Dal 5 al 7 maggio si è tenuto presso la Biblioteca Nazionale di Roma un interessante convegno sull’importanza dell’intervista come fonte di documentazione. Temi già trattati in altri incontri del 1986 con relatori di livello come Gianni Letta, Walter Mauro, Gianni Minà e altri. Tre giornate dedicate a storia orale, antropologia, giornalismo e sociologia per discutere sul contributo dell’intervista come fonte orale alla comunicazione e agli studi storici e antropologici. DOCUMENTI/Il progetto memoria
Il tema è stato riproposto per evidenziare un salto di qualità, quello per il quale i documenti sonori e audiovisivi non sono più considerati solo come delle fonti, ma come beni culturali da tutelare e da valorizzare.

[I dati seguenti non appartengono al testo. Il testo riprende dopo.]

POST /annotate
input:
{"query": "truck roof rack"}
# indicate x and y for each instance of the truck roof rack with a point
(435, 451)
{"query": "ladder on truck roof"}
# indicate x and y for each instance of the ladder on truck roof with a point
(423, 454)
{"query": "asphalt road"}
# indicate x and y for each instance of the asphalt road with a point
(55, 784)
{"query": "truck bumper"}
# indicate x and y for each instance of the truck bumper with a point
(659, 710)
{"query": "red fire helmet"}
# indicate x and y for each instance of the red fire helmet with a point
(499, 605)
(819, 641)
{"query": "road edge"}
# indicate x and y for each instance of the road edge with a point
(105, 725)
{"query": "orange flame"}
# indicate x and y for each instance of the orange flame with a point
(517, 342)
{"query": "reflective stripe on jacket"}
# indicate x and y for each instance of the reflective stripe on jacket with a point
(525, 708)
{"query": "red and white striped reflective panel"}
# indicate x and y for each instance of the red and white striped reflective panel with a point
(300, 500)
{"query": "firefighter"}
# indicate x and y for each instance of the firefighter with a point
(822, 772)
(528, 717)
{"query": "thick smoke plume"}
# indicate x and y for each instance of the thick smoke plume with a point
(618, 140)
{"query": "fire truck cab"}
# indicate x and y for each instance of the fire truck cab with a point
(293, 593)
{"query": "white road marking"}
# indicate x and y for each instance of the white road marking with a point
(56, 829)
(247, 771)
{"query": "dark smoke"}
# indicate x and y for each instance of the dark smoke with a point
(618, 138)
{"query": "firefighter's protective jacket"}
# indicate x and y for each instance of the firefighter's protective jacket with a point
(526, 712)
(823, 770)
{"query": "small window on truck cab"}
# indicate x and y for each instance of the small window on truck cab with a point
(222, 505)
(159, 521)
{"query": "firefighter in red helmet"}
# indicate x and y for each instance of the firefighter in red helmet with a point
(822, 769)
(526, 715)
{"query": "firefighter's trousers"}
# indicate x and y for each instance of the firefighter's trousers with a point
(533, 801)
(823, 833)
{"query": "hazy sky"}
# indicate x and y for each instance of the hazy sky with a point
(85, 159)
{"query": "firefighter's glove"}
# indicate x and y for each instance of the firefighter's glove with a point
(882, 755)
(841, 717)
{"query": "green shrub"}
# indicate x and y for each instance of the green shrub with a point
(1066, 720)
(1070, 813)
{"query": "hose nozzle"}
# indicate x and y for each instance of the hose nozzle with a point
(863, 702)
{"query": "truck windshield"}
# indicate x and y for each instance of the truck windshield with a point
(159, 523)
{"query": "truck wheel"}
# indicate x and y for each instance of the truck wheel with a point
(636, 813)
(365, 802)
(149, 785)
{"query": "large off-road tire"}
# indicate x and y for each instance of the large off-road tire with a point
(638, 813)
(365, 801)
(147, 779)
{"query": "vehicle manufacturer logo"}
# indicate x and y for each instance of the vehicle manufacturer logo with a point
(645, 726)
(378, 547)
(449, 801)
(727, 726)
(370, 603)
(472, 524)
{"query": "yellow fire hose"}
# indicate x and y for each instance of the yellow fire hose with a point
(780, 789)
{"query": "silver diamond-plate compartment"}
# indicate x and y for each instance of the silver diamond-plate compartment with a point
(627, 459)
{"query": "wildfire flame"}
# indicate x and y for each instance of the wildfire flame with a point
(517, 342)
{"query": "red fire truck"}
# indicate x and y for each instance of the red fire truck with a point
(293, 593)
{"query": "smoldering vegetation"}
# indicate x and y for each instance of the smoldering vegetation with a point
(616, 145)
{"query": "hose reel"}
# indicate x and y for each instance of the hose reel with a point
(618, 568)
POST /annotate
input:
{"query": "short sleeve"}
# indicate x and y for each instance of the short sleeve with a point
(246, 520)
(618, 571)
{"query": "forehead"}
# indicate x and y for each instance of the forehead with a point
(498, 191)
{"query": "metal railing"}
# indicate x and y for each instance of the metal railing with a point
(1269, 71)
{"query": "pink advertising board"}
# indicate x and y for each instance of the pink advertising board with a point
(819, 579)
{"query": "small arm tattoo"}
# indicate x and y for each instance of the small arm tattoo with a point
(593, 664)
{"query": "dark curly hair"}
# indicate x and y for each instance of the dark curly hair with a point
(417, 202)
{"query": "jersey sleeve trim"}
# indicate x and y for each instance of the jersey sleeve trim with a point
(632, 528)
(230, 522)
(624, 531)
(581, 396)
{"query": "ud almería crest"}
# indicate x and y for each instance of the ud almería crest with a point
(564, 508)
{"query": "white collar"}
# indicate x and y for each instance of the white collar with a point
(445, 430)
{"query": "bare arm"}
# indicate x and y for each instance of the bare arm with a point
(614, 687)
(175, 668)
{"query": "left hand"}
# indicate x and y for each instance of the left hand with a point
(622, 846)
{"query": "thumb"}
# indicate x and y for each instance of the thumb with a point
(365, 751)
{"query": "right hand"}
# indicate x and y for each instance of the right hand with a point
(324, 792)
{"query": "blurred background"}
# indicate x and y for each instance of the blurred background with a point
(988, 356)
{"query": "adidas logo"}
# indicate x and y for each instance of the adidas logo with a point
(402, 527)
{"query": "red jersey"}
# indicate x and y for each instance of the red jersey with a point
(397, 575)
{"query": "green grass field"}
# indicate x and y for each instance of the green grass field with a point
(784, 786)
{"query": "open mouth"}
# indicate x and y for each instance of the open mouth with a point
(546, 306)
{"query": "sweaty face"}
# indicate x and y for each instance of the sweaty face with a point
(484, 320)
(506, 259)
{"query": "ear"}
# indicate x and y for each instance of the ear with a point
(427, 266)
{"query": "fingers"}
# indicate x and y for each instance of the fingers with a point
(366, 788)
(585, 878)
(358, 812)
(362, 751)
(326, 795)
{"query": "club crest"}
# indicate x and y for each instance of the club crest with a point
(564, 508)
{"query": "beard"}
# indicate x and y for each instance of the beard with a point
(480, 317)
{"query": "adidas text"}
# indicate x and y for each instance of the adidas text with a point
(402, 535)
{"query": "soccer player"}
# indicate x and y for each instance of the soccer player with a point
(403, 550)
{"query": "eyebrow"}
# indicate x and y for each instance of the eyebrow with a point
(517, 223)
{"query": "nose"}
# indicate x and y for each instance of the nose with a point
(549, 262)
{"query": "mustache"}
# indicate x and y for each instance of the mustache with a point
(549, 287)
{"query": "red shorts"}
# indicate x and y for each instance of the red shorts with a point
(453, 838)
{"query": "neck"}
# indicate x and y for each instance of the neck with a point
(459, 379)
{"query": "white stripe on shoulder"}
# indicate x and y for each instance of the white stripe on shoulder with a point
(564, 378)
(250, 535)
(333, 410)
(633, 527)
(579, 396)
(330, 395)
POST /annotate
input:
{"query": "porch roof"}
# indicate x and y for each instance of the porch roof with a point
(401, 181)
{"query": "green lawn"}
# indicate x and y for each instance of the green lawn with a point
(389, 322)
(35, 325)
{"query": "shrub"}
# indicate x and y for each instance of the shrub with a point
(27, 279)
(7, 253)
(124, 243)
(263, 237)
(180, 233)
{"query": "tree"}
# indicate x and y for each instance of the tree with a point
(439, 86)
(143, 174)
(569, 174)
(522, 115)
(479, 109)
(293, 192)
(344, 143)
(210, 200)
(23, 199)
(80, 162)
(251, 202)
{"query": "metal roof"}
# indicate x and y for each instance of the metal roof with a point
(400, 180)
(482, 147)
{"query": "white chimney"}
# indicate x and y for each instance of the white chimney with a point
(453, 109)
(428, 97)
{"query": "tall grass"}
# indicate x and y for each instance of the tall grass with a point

Il luogo del convegno non poteva per questo non essere quello della Biblioteca Nazionale, vero e proprio archivio della nostra storia, non solo libraria, che via via negli anni sta crescendo sia per i servizi offerti agli utenti, sia per l’apertura al processo di informatizzazione, fondamentale per la nostra epoca.
Si è cercato di ordinare, con testimonianze valide e diversificate, i risultati cui è arrivata la ricerca scientifica e di proporre metodologie condivise per il trattamento di questi documenti, attirando l’attenzione sulla necessità di una politica che li tuteli.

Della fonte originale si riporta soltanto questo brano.